Venkat Reddy wrote:

hi Dennis,

Good to know you will focus on data-binding area. I and couple of guys
here have explored JAXB 2.0 for writing an extension for Axis2, and
saw a few issues:

- as you mentioned already, JAXB doesn't provide a "pull-based" API to
iterate over the XML types and generate java binding for each, like we
do in XMLbeans.
This part doesn't look like too much of a problem, since it should be easy to use an XMLStreamWriter interface instead. For the XMLBeans case, I haven't looked but I imagine somebody has written a XMLStreamReader to XMLStreamWriter copy method which can be used to effectively convert it over to a compatible interface. That way the XMLBeans responses should be able to stay virtual, rather than having to be converted over to OM form before they're written.

- The current design of Axis data-binding design requires a type
mapper to be populated. This is easy while using XMLBeans, but turns
out to be quite difficult with JAXB.
I was looking for an example of this, but didn't find anything yet. The trivial EchoString example doesn't appear to use a type mapper.

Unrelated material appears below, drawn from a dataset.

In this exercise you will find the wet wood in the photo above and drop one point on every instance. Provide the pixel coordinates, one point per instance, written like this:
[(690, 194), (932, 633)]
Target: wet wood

Is there a better example for XMLBeans support around somewhere?

I'd think a type mapper is only required when you're implementing wrapped support. For general doc/lit you should be able to turn the entire body of the SOAP request over to the data binding framework and have it return an object. Am I missing something here?

- After running the binding compiler, there is no way to get a map or
collection of all XML types and corresponding java types. It seems we
need to write an vendor-specific plug-in for the JAXB binding compiler
for retaining and storing such information for later use. This is the
case with current Sun's JAXB RI.
I don't know that it'd be possible to provide wrapped support using JAXB. I had to make a number of enhancements to JiBX to support this. Here again, I'm assuming you mean this in the wrapped context.

- Lastly, Axis2 relies on data-binding during code-generation time,
and not during run-time.  This means that the client programming model
is a bit restricted to using static stubs, rather than DII or dynamic
proxies.
I don't really see this as a limitation. If you truly want to do dynamic web services I don't see any way you can effectively use data binding, since the whole point of data binding is converting to and from Java classes - if you don't know the XML structures in advance, there's no way to define the Java classes either.

just throwing some of my observations.
Thanks, let me know whether I'm misinterpreting things in my responses.